Exacerbated when, in the story, the Prophet Nathan severely condemns David. Indicating to impressionable Christians that infidelity is a big no-no. And helping to leave a legacy of adultery condemnation in the Judeo-Christian culture that is still alive and well here in 2021.
2. Gary Hart
1987 started pretty well for Gary Hart. On April 13th, he declared his official run for the presidency.
Though Hart had failed to be nominated in the last election, 1987 was much different. It became clear early on in Hart’s run that he was the front runner for the Democratic party, meaning that Gary could very well be the next President come January 1988, potentially altering the course of American history.

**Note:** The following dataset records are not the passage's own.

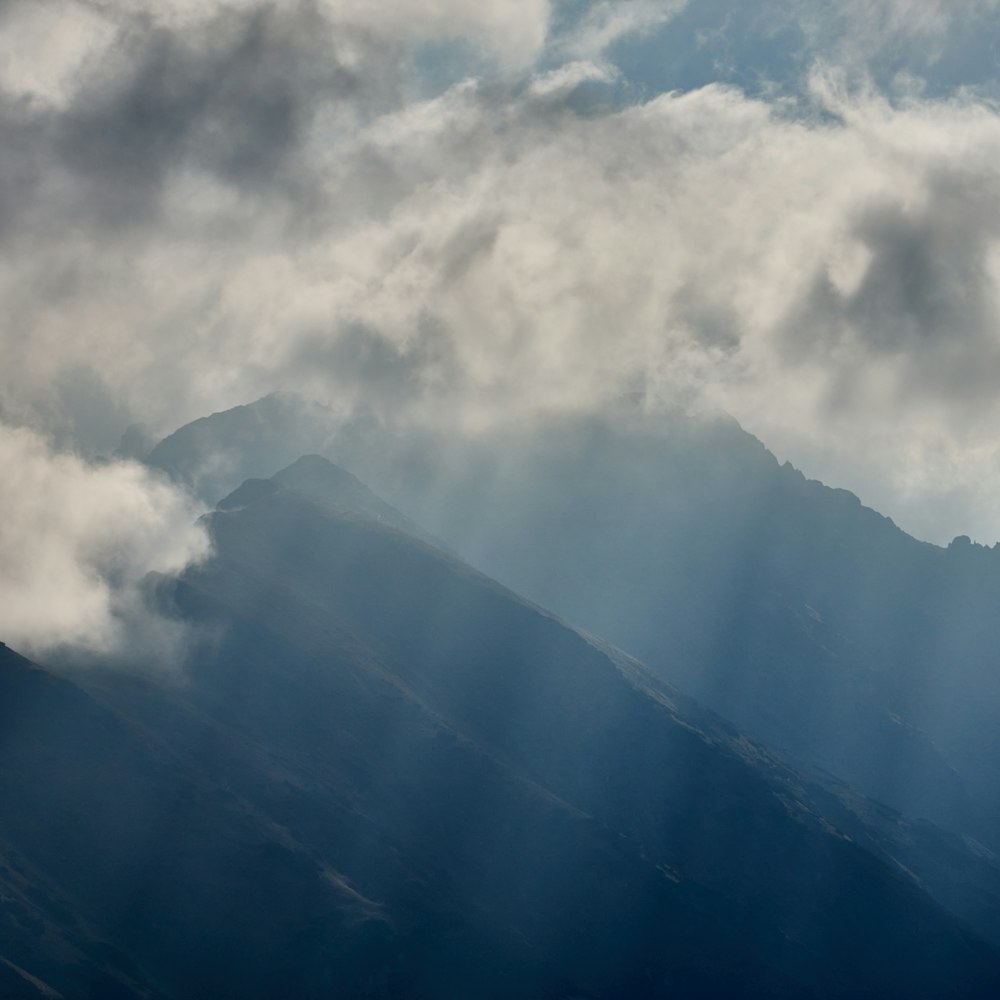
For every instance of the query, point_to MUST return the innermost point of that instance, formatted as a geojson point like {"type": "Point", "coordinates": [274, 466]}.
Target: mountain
{"type": "Point", "coordinates": [387, 775]}
{"type": "Point", "coordinates": [811, 621]}
{"type": "Point", "coordinates": [214, 454]}
{"type": "Point", "coordinates": [320, 478]}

Until the Washington Post and a couple of other media companies published articles and released photos alleging that Hart was involved in an extramarital affair. The press was so bad that Hart pulled out of the race, allowing George Bush Sr to demolish the significantly less popular Democratic candidate Michael Dukakis in the 1988 election by hundreds of electoral votes.
3. Walter Jenkins
Not many people alive today know how essential Walter Jenkins was to modern era American politics. Jenkins served as the chief of staff to Lyndon B. Johnson in the early parts of the future President’s career, the Mike to his Sully if you’re a Pixar fan.

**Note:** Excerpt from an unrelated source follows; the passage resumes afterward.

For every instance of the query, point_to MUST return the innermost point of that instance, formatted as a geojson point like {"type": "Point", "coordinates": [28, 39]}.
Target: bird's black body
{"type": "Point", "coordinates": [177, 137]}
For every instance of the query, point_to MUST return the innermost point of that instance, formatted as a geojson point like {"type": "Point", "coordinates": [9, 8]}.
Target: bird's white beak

Until 1964, when Walter was caught in a YMCA bathroom participating in oral sex with another man. In the 60s, this was unaffectionately called sodomy—leading Walter to not only lose his job but also get arrested on criminal charges.
Sully had lost his Mike, and it showed. According to former U.S Attorney General Ramsey Clark: “(the scandal) Deprived the President of the single most effective and trusted aide that he had. The results would be enormous when the President came into his hard times. Walter’s counsel on Vietnam might have been extremely helpful.”
4. King Edward VIII
Edward was King of the United Kingdom for less than one year before he abdicated the throne in 1936. Generally, if a king’s reign is that short, most people assume he died. However, the former King Edward VIII was young and healthy when he abdicated the throne and changed British politics forever. David, as his family called him, fell in love with divorcee Wallis Simpson.

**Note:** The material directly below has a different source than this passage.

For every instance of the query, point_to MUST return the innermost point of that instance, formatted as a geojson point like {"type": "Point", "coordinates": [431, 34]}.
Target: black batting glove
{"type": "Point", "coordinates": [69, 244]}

Being a divorcee in those days was the modern equivalent to getting canceled, according to the church at least, who would not allow him to marry Wallis as King. When he abdicated, Edward handed the throne down to his younger brother George, the father of the current monarch Queen Elizabeth II.
The latter has made an enormous impact on the world by restlessly keeping the English monarchy alive with her sharp PR skills and the acquisition of fancy hats. But mostly the hats.
5. James Buchanan
Unlike Gary Hart, James Buchanan won his presidential election, becoming the 15th President of the United States in 1857. He was also the first bachelor to call the White House home, leading some (mainly Andrew Jackson) to speculate that Buchanan was gay.
They went as far as to accuse him of fooling around with another man, a gent named William Rufus King. The two had lived together at a boarding house in Washington, a common living situation according to most historians.
Nevertheless, political figures like Jackson mocked Buchanan and exacerbated romantic rumors. Jackson once called King ‘Miss Nancy’ to spite Buchanan. Historians still speculate whether or not Buchanan was gay or not. Though there are letters that might indicate a ‘more than friends’ relationship between Buchanan and King, the evidence is inconclusive.